SPECIFIC’s thermal storage research team has recently developed a new, much improved version of their heat storage material.
As the UK experiences the first chill of winter, last summer’s record-breaking heatwave is just a memory for most of us. For our thermal storage research team, however, it was a great motivator: what if we could have captured some of that heat and used it now?
For several years they’ve been developing a heat storage system that uses vermiculite as a carrier for the thermochemical salt, but new inspiration came from an online cookery programme.
The chef was using alginate, a derivative of seaweed, to make fake caviar. He dissolved the alginate in apple juice and then added it in droplets to a calcium salt bath. The calcium reacts immediately with the alginate to form a film around the droplet, creating little beads of juice.
The team set to work using a similar method: they dissolved alginate in water, rather than juice, and added expanded graphite. As the mixture is dropped into the thermochemical calcium salt, little beads of expanded graphite are formed. The beads are left in the bath for a day, allowing the salt to infuse into them, and then they’re dried: they’re ready to store heat.
The new beads can hold significantly more salt than the vermiculite carrier could, allowing for a lot more heat energy to be stored. The energy density is potentially up to four times greater, meaning the same amount of heat energy can be stored in a quarter the volume of material.

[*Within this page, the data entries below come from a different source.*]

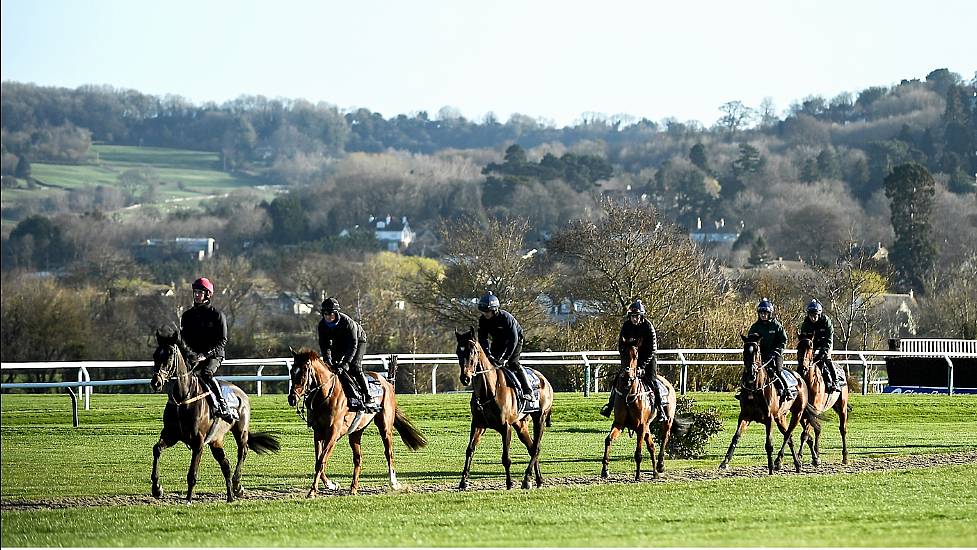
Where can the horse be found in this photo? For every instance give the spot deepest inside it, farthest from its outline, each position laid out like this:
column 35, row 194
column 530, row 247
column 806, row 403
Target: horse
column 759, row 402
column 634, row 409
column 496, row 405
column 820, row 399
column 187, row 418
column 325, row 403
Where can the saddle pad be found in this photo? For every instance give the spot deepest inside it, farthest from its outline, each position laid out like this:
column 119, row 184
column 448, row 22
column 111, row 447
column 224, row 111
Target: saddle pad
column 525, row 406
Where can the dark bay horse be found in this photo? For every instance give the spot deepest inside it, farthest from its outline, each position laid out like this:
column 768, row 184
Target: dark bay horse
column 329, row 416
column 187, row 418
column 820, row 399
column 495, row 405
column 760, row 403
column 634, row 410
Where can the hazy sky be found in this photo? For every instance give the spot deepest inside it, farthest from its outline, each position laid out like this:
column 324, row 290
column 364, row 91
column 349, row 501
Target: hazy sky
column 551, row 60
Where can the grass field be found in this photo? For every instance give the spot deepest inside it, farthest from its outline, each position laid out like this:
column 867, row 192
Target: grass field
column 186, row 175
column 45, row 461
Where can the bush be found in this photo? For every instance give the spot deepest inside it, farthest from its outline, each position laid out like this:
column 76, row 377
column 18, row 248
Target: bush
column 702, row 426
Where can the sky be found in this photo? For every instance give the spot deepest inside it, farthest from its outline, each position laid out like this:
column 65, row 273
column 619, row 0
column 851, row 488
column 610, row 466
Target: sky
column 555, row 61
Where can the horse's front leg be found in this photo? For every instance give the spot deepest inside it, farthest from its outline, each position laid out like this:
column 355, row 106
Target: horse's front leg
column 473, row 438
column 196, row 450
column 217, row 449
column 355, row 444
column 740, row 428
column 506, row 459
column 157, row 452
column 327, row 442
column 615, row 432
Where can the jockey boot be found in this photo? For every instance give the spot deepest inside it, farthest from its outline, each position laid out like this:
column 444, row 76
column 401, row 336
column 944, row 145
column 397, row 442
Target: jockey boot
column 368, row 400
column 607, row 409
column 830, row 376
column 220, row 406
column 527, row 390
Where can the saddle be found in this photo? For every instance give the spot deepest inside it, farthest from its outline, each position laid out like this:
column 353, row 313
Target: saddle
column 353, row 401
column 524, row 406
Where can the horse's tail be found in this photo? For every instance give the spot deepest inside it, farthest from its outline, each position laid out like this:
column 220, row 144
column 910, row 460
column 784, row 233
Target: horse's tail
column 812, row 417
column 263, row 442
column 411, row 436
column 681, row 425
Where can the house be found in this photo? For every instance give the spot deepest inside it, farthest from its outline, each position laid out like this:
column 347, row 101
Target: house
column 178, row 248
column 395, row 235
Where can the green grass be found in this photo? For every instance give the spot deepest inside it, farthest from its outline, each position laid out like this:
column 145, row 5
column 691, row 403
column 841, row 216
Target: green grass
column 110, row 454
column 182, row 174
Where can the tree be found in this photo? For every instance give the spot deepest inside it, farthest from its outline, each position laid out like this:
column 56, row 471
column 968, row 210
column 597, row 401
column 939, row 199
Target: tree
column 910, row 189
column 478, row 258
column 631, row 252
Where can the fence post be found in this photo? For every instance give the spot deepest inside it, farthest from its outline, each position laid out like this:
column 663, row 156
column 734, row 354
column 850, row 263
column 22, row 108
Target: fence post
column 865, row 373
column 258, row 382
column 683, row 376
column 74, row 405
column 586, row 375
column 949, row 375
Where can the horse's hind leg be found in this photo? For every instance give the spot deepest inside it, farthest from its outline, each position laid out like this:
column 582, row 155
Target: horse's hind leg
column 355, row 444
column 506, row 459
column 615, row 432
column 196, row 451
column 158, row 449
column 740, row 428
column 474, row 437
column 217, row 449
column 241, row 436
column 650, row 443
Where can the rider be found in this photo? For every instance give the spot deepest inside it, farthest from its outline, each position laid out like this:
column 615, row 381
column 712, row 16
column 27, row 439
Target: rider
column 819, row 324
column 773, row 338
column 506, row 334
column 204, row 330
column 635, row 326
column 342, row 342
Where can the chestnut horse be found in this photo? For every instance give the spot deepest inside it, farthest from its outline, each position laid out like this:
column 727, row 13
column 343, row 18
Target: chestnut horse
column 330, row 418
column 759, row 402
column 495, row 405
column 187, row 418
column 820, row 399
column 634, row 409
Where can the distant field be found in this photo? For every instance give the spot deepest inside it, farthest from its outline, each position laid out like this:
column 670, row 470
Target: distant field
column 188, row 176
column 912, row 483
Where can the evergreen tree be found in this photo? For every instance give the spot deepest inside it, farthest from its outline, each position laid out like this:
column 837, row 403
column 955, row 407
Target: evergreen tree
column 911, row 188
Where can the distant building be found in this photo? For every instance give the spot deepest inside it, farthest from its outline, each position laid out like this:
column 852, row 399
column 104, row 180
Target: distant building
column 178, row 248
column 395, row 235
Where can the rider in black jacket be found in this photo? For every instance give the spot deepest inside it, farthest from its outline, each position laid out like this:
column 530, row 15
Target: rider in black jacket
column 342, row 342
column 203, row 329
column 637, row 326
column 502, row 328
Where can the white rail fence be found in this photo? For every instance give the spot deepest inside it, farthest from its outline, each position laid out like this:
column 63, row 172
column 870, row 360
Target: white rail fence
column 871, row 364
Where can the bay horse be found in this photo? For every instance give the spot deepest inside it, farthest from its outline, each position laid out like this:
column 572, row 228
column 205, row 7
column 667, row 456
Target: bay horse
column 634, row 410
column 326, row 405
column 495, row 405
column 759, row 402
column 820, row 399
column 187, row 419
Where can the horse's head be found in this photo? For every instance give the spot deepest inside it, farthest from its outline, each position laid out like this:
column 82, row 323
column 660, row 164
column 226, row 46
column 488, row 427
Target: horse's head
column 299, row 373
column 469, row 353
column 166, row 358
column 805, row 350
column 752, row 373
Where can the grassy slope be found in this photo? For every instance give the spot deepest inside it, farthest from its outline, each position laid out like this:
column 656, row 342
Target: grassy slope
column 111, row 454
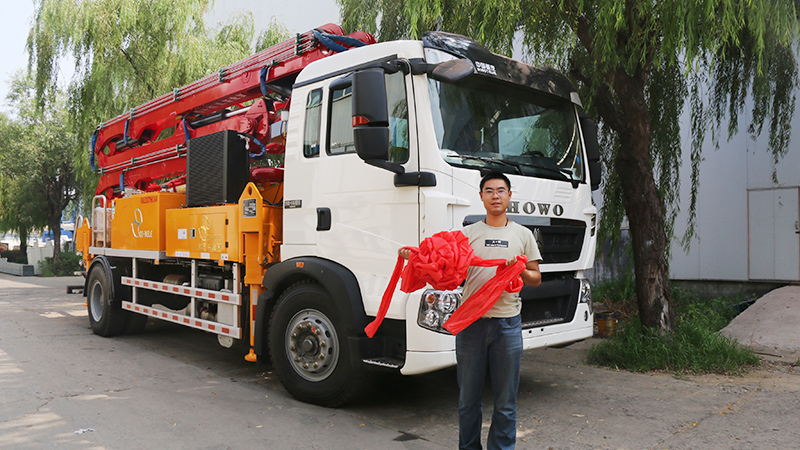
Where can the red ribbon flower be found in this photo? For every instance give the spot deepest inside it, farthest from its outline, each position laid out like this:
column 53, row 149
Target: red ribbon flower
column 442, row 261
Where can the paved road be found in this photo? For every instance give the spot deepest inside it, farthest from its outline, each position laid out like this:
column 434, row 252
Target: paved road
column 175, row 388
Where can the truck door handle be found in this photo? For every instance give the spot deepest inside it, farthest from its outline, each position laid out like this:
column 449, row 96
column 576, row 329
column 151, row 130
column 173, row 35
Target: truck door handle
column 323, row 219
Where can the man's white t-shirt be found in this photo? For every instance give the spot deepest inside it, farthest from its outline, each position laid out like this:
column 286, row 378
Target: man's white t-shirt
column 498, row 243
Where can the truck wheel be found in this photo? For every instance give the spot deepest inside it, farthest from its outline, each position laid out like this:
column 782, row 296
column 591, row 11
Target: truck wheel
column 308, row 345
column 107, row 319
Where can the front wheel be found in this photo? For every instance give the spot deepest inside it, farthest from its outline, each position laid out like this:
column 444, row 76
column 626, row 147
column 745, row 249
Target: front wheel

Having made this leap to a new material, the team is now testing different bead sizes and salt concentrations to try and improve their performance.
They’re also running a trial at Tata Steel’s Trostre steelworks to explore ways of capturing waste heat from their industrial processes for use elsewhere.
Recovery and storage of otherwise-wasted heat – whether it’s from industry or the summer sun – is a hugely promising opportunity in the drive towards low-carbon, low-cost energy resources.
This work was recently presented by Engineering Doctorate researcher Jack Reynolds with two posters at the Eurosun 22 conference.